Cracking down on school threats

The Wayne County Prosecutor’s Office is warning students that there will be serious consequences for calling in threats.

By Alan Madlane
The Wayne County Prosecutor wants you to have a talk with your child.
Before her office has to.
In a recent letter to the public, the prosecutor’s office talks to parents – about parents talking to their school-age children.
Specifically, they want parents and other guardians to have conversations with students about making threats to their school.
Those include threats to teachers; other employees such as custodians, hall monitors or bus drivers; other students; or even just the school buildings or property, for example computers.
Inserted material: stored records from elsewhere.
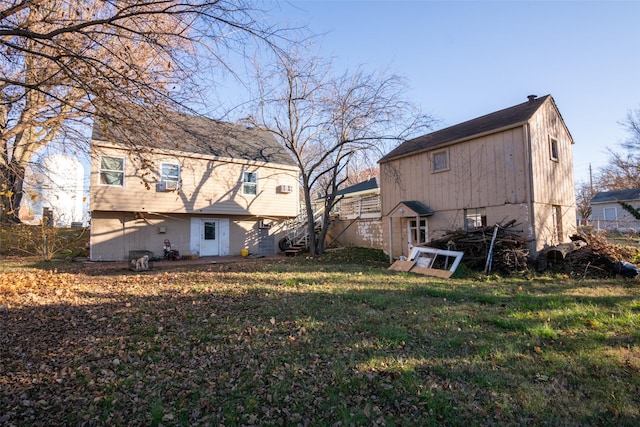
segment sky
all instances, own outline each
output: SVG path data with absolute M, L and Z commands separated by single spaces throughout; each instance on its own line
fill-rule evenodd
M 274 23 L 304 25 L 336 71 L 386 70 L 433 130 L 550 94 L 571 132 L 574 178 L 606 165 L 640 108 L 640 1 L 289 0 Z

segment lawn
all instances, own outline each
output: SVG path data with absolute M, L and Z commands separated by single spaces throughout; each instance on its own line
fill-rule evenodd
M 637 280 L 0 264 L 0 425 L 638 425 Z

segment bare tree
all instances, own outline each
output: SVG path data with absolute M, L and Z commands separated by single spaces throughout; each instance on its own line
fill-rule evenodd
M 598 170 L 596 182 L 606 190 L 640 188 L 640 109 L 629 111 L 620 125 L 628 137 L 620 151 L 608 149 L 609 162 Z
M 576 211 L 580 218 L 587 219 L 591 216 L 591 199 L 600 191 L 597 185 L 588 182 L 579 182 L 576 185 Z
M 313 256 L 320 255 L 349 164 L 355 158 L 379 158 L 429 118 L 404 100 L 406 84 L 398 76 L 358 69 L 335 77 L 331 64 L 317 57 L 280 56 L 258 80 L 260 102 L 250 121 L 271 132 L 295 159 L 309 219 L 309 247 Z M 324 202 L 318 235 L 311 220 L 314 193 Z
M 200 70 L 231 71 L 225 55 L 245 43 L 273 46 L 257 12 L 243 0 L 1 2 L 0 217 L 17 220 L 25 169 L 63 127 L 132 103 L 185 109 Z

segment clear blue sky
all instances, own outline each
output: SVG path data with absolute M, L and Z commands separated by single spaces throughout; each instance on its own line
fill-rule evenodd
M 607 163 L 640 108 L 640 1 L 265 2 L 306 25 L 338 71 L 406 77 L 435 129 L 551 94 L 573 135 L 576 181 Z M 435 130 L 434 129 L 434 130 Z

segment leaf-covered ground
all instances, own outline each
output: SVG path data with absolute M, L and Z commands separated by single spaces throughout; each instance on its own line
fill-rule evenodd
M 176 264 L 178 265 L 178 264 Z M 637 425 L 637 281 L 0 265 L 0 425 Z

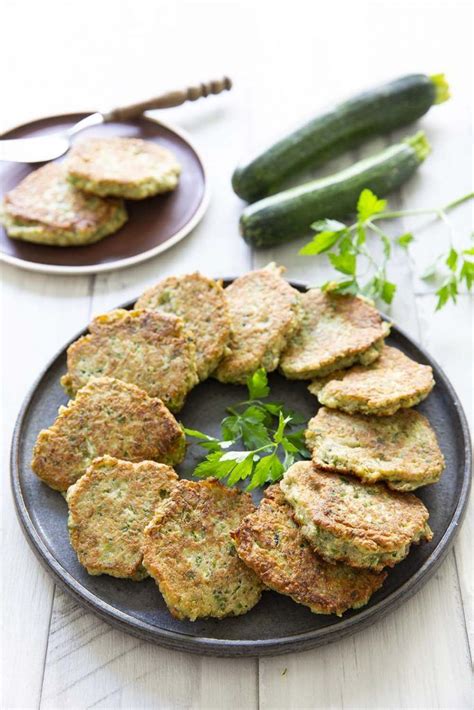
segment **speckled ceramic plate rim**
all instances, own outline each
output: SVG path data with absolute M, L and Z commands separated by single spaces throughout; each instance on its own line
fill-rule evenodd
M 93 113 L 93 112 L 91 112 Z M 61 118 L 62 116 L 67 117 L 70 114 L 58 114 L 57 116 L 54 116 L 54 118 Z M 43 118 L 53 118 L 53 116 L 46 116 Z M 163 126 L 163 128 L 168 129 L 169 131 L 175 133 L 179 138 L 181 138 L 185 143 L 189 145 L 191 150 L 196 154 L 196 157 L 201 165 L 202 168 L 202 174 L 203 174 L 203 182 L 204 182 L 204 192 L 203 196 L 201 199 L 201 202 L 199 204 L 199 207 L 197 208 L 196 212 L 193 214 L 191 219 L 188 221 L 187 224 L 182 227 L 178 232 L 176 232 L 175 235 L 170 237 L 166 242 L 163 244 L 158 244 L 158 246 L 153 247 L 152 249 L 148 249 L 147 251 L 142 252 L 141 254 L 136 254 L 135 256 L 129 256 L 125 259 L 117 259 L 117 261 L 112 261 L 110 263 L 106 264 L 89 264 L 87 266 L 57 266 L 56 264 L 38 264 L 33 261 L 26 261 L 24 259 L 18 259 L 16 256 L 10 256 L 9 254 L 5 254 L 4 252 L 0 251 L 0 262 L 4 262 L 6 264 L 10 264 L 12 266 L 16 266 L 20 269 L 24 269 L 26 271 L 36 271 L 40 272 L 43 274 L 58 274 L 58 275 L 75 275 L 75 276 L 84 276 L 87 274 L 100 274 L 105 271 L 118 271 L 119 269 L 124 269 L 127 266 L 134 266 L 135 264 L 140 264 L 142 261 L 147 261 L 148 259 L 153 258 L 154 256 L 157 256 L 158 254 L 161 254 L 162 252 L 166 251 L 167 249 L 170 249 L 172 246 L 180 242 L 184 237 L 187 237 L 188 234 L 190 234 L 195 227 L 199 224 L 201 219 L 204 217 L 207 208 L 209 207 L 209 200 L 210 200 L 210 190 L 209 190 L 209 183 L 207 179 L 207 172 L 206 172 L 206 167 L 204 164 L 204 160 L 202 158 L 202 155 L 200 151 L 196 148 L 194 142 L 192 141 L 191 137 L 189 134 L 184 131 L 181 128 L 177 128 L 174 124 L 167 123 L 166 121 L 161 121 L 156 118 L 153 118 L 149 116 L 148 114 L 144 114 L 144 118 L 146 118 L 148 121 L 151 121 L 153 123 L 157 123 L 160 126 Z M 43 120 L 43 119 L 37 119 L 37 120 Z M 34 120 L 27 121 L 27 123 L 22 123 L 19 124 L 18 126 L 14 126 L 13 128 L 8 129 L 7 131 L 4 131 L 3 133 L 0 134 L 0 139 L 2 138 L 7 138 L 8 135 L 17 129 L 21 128 L 26 128 L 28 125 L 31 123 L 34 123 Z
M 223 279 L 223 281 L 227 283 L 232 280 L 232 278 Z M 290 281 L 290 283 L 292 286 L 298 288 L 300 291 L 304 291 L 307 288 L 304 284 L 299 282 Z M 128 301 L 122 306 L 119 306 L 119 308 L 129 308 L 133 303 L 134 301 Z M 384 318 L 385 320 L 390 320 L 385 316 Z M 461 522 L 464 518 L 467 502 L 469 499 L 469 491 L 471 488 L 472 451 L 470 432 L 466 415 L 464 413 L 459 397 L 457 396 L 453 386 L 451 385 L 451 382 L 445 375 L 444 371 L 438 365 L 436 360 L 434 360 L 431 355 L 429 355 L 426 350 L 424 350 L 424 348 L 415 343 L 412 338 L 410 338 L 405 333 L 405 331 L 395 325 L 393 325 L 392 329 L 398 332 L 402 336 L 402 338 L 405 338 L 410 344 L 413 344 L 416 348 L 418 348 L 419 352 L 431 364 L 433 369 L 437 370 L 438 378 L 441 377 L 441 379 L 443 380 L 443 384 L 446 387 L 449 396 L 451 397 L 459 415 L 459 420 L 461 423 L 465 466 L 463 471 L 463 480 L 459 494 L 459 500 L 457 502 L 453 516 L 449 525 L 446 528 L 443 537 L 440 539 L 436 548 L 433 550 L 433 552 L 425 561 L 425 563 L 417 570 L 417 572 L 412 575 L 407 582 L 398 587 L 398 589 L 396 589 L 390 596 L 386 597 L 385 599 L 381 600 L 370 608 L 367 608 L 363 611 L 358 611 L 357 615 L 354 617 L 347 619 L 343 618 L 335 627 L 330 626 L 323 629 L 317 629 L 316 631 L 304 632 L 288 637 L 275 637 L 272 639 L 265 640 L 236 641 L 230 639 L 226 640 L 198 637 L 185 632 L 178 633 L 162 629 L 152 624 L 148 624 L 142 620 L 137 619 L 136 617 L 119 611 L 111 604 L 107 604 L 106 602 L 102 601 L 94 594 L 92 594 L 82 584 L 80 584 L 71 574 L 69 574 L 66 569 L 64 569 L 62 565 L 58 563 L 56 558 L 50 553 L 30 518 L 21 491 L 21 484 L 18 476 L 18 459 L 19 448 L 21 445 L 20 434 L 23 426 L 23 420 L 28 412 L 28 407 L 35 395 L 39 383 L 41 382 L 45 374 L 48 372 L 49 368 L 55 363 L 55 361 L 59 357 L 61 357 L 65 349 L 72 342 L 77 340 L 77 338 L 80 337 L 84 331 L 80 331 L 64 347 L 62 347 L 54 355 L 54 357 L 51 358 L 46 367 L 43 369 L 39 377 L 36 379 L 32 387 L 30 388 L 23 402 L 13 432 L 10 456 L 12 493 L 18 519 L 20 521 L 25 537 L 30 547 L 33 549 L 33 552 L 35 553 L 36 557 L 43 565 L 43 567 L 45 567 L 45 569 L 53 576 L 55 582 L 61 587 L 61 589 L 70 594 L 81 606 L 96 614 L 115 628 L 118 628 L 126 633 L 130 633 L 138 638 L 142 638 L 146 641 L 157 643 L 158 645 L 164 646 L 166 648 L 171 648 L 179 651 L 187 651 L 191 653 L 198 653 L 200 655 L 248 657 L 269 656 L 294 651 L 304 651 L 310 648 L 315 648 L 317 646 L 322 646 L 324 644 L 331 643 L 332 641 L 339 640 L 345 636 L 349 636 L 355 633 L 356 631 L 360 631 L 370 626 L 376 620 L 381 619 L 383 616 L 385 616 L 388 612 L 394 611 L 399 606 L 401 606 L 401 604 L 403 604 L 407 599 L 413 596 L 413 594 L 415 594 L 430 579 L 430 577 L 436 572 L 436 570 L 438 569 L 441 562 L 444 560 L 454 543 Z

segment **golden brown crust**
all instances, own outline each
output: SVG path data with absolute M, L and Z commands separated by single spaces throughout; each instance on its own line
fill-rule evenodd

And believe us, she’s not making the laws up as she goes: Lawmakers across the county are tightening the language on — or passing completely new legislation to address — such threats.
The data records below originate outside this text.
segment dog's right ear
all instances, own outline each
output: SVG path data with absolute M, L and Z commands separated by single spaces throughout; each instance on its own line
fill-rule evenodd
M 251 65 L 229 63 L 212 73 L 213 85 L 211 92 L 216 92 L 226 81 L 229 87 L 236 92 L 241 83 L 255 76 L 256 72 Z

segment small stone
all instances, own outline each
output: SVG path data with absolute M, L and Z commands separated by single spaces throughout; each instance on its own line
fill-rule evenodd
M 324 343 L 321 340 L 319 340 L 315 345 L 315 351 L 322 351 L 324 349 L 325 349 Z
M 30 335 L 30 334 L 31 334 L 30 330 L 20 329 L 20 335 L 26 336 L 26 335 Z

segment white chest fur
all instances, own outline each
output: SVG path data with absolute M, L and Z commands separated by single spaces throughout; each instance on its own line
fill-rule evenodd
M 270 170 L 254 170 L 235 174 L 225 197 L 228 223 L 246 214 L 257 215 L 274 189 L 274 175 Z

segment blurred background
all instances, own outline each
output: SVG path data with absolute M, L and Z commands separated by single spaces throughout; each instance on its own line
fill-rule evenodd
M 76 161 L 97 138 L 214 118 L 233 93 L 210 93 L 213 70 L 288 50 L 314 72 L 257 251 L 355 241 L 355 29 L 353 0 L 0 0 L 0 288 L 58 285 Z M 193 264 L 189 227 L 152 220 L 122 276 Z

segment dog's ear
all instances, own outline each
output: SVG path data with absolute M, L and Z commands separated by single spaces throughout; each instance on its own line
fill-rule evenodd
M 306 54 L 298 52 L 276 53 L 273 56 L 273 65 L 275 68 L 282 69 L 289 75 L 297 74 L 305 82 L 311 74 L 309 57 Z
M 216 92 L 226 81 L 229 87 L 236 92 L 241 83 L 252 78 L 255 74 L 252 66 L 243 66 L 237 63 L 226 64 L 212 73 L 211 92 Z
While it is true that, “In many of these cases, the student… (was) just joking…’” or claimed to be, that doesn’t get them off the hook.
“When a threat is made, we cannot immediately know whether the threat is a serious threat, or whether the threat is meant to be a so-called prank,” said Prosecutor Kym L. Worthy, in her letter to the public.
So, they have to take every such threat, no matter how seemingly innocent or in jest, as real. To not so respond — and then, in a worst-case scenario, to have the threat turn out to be real — would put the county and other local officials in dereliction of their duties, legally liable, an so on.
The costs associated with responding to these threats, real or prank, are immense, in terms of money, time, loss of learning, creating lingering anxieties, and more.
And that means they will often come after the student, and even the parents as well, and probably come after them with a heavy hand.
Some older or recidivist teens could end up doing prison time – as much as 10 to 20 years, in some cases. And/or, convictions could result in losing scholarship opportunities, or financial aid, or forfeiting admission to college; or in expulsion; or worse, in a lifelong criminal background.
So parents, sit the kids down, even if they huff and puff and roll their eyes and say they know all this already, and go over it all with them one more time.